Dari pernikahannya dengan putri Mbah Syihabuddin (Nyai Wajirah), Syekh Syamsuddin memiliki beberapa anak. Dalam manuskrip Padangan, disebut diantaranya: Abdul Muid, Nyai Abdul Qodir, Hasan Munawar, Nyai Suhada, Yasin, Dakri, dan Muntaha. Sementara Manuskrip Soko menambah nama Zakaria Rengel dan Sahid Betet sebagai putra Syekh Syamsuddin.
Dari keluarga Syekh Syamsuddin, kelak melahirkan banyak ulama. Salah satu putri Syekh Syamsuddin yang bernama Nyai Abdul Qodir, kelak dinikah Kiai Abdul Qodir dan menurunkan Syekh Ahmad Basyir Pethak (muasis Ponpes Pethak), hingga Syekh Sulaiman Kurdi Makkah.
Secara umum, genealogi tergambar sebagai berikut: Syekh Syamsuddin Betet anak mantu Mbah Syihabuddin. Mbah Syihabuddin adik ipar Mbah Abdurrohman Klothok. Jejaring ulama Fiidarinnur (dzuriyah Mbah Jabbar dan Nyai Moyokerti), mayoritas lahir dari genealogi ini.
Nasab dan Sanad Ilmu Syekh Syamsuddin
Syekh Syamsuddin diperkirakan hidup pada (1800-1890). Beliau lahir di Bonang (Rembang). Dalam Manuskrip Kedungpring dan Manuskrip Soko, disebut beliau keturunan kelima dari Syekh Abdul Jabbar Nglirip Tuban. Nasabnya: Syamsuddin bin Kiai Jumain bin Abdurrohman Bonang bin Nyai Jamilah binti Nyai Dalem binti Syekh Abdul Jabbar Nglirip.

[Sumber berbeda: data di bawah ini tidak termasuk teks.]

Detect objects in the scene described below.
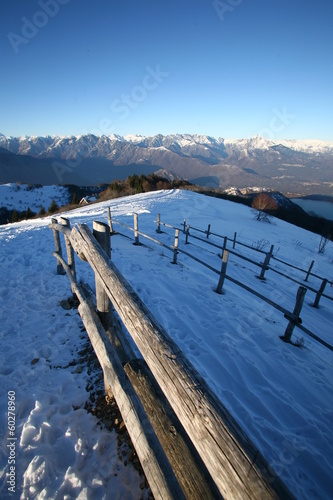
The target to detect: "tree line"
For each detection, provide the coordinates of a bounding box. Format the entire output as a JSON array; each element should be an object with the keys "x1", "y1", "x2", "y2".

Mbah Abdurrahman Klothok adalah keturunan ketiga dari Syekh Abdul Jabbar. Nasabnya: Mbah Abdurohman bin Kiai Syahidin bin Kiai Anom bin Syekh Abdul Jabbar. Artinya, antara Syekh Syamsuddin dan Mbah Abdurohman Klothok terpaut dua generasi. Syekh Syamsuddin dengan Mbah Abdurrahman, terpaut usia antara cucu dan kakeknya.
Selain belajar pada orang tua dan kakeknya, Syekh Syamsuddin juga berguru pada sejumlah ulama besar. Diantara guru-guru beliau adalah Syekh Abdurrohman Alfadangi, Syekh Syihabuddin Alfadangi dan Syekh Nurmaddin Kedungpring.
Jejaring Bojonegoro – Lamongan
Syekh Syamsuddin membentuk koridor dakwah yang membentang dari barat ke timur. Beliau pernah jadi mantu Syekh Nurmaddin, ulama sohibul wilayah di Kedungpring Lamongan. Beliau juga menjadi mantu dari Syekh Syihabuddin, salah satu ulama sohibul wilayah di Padangan Bojonegoro.
Mayoritas penyebar islam di wilayah Lamongan adalah keturunan Syekh Nurmaddin. Begitupun, mayoritas penyebar islam di wilayah Bojonegoro adalah keturunan Syekh Syihabuddin.
Artinya, Syekh Syamsuddin menjadi bagian dari keluarga penyebar islam yang ada di Lamongan dan Bojonegoro. Tak heran jika kelak, keturunan Syekh Syamsuddin (baik yang ada di Lamongan maupun Bojonegoro), banyak yang ikut jejak kakek moyangnya.
Dari keluarga Lamongan, Syekh Syamsuddin menurunkan satu anak bernama Nyai Mujirah. Darinya, kelak lahir banyak keturunan yang juga jadi para penyebar agama islam di wilayah Lamongan dan sekitarnya.
Dari keluarga Bojonegoro, Syekh Syamsuddin menurunkan sembilan anak. Dari sembilan anak itu, hampir semua menjadi penyebar agama islam di wilayah Padangan, Kasiman, Singgahan, hingga Rengel dan sekitarnya.